Es scheint, als ob der “eiserne Kanzler“ auf St. Pauli über Nacht zu einem heiseren Kanzler geworden ist. Was hinter der Aktion steckt.

Hamburg. So kalt sind die Nächte auf St. Pauli gar nicht mehr, aber Bismarck hat es seit dem Wochenende richtig warm am Hals. An dem 34,4 Meter hohen Denkmal für Otto von Bismarck (1815-1898) baumelt ein roter Schal. Es scheint, als ob der "eiserne Kanzler" über Nacht zum heiseren Kanzler geworden ist.
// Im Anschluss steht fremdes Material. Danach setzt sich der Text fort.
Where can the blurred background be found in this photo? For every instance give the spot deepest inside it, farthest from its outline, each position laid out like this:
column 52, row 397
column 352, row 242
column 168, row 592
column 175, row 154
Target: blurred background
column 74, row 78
Wer hat sich die Mühe gemacht, die riesige Statue zu verzieren? War es die SPD, die auf ihren Landesparteitag aufmerksam machen wollte? Oder eine anonyme Künstlergruppe? Oder vielleicht die Strick-Guerilla, die schon am Weltfrauentag die Störtebeker-Statue in der HafenCity eingekleidet hatte?

"Wir waren es nicht", sagt SPD-Sprecher Jörg Schmoll. Auch die Strick-Guerilla, die Strick im öffentlichen Raum verbreitet, versichert: "Wir nicht". Die Antwort ist ganz profan: Die Aktion am Bismarck-Denkmal ist reine Werbung. Für ein Grippemittel.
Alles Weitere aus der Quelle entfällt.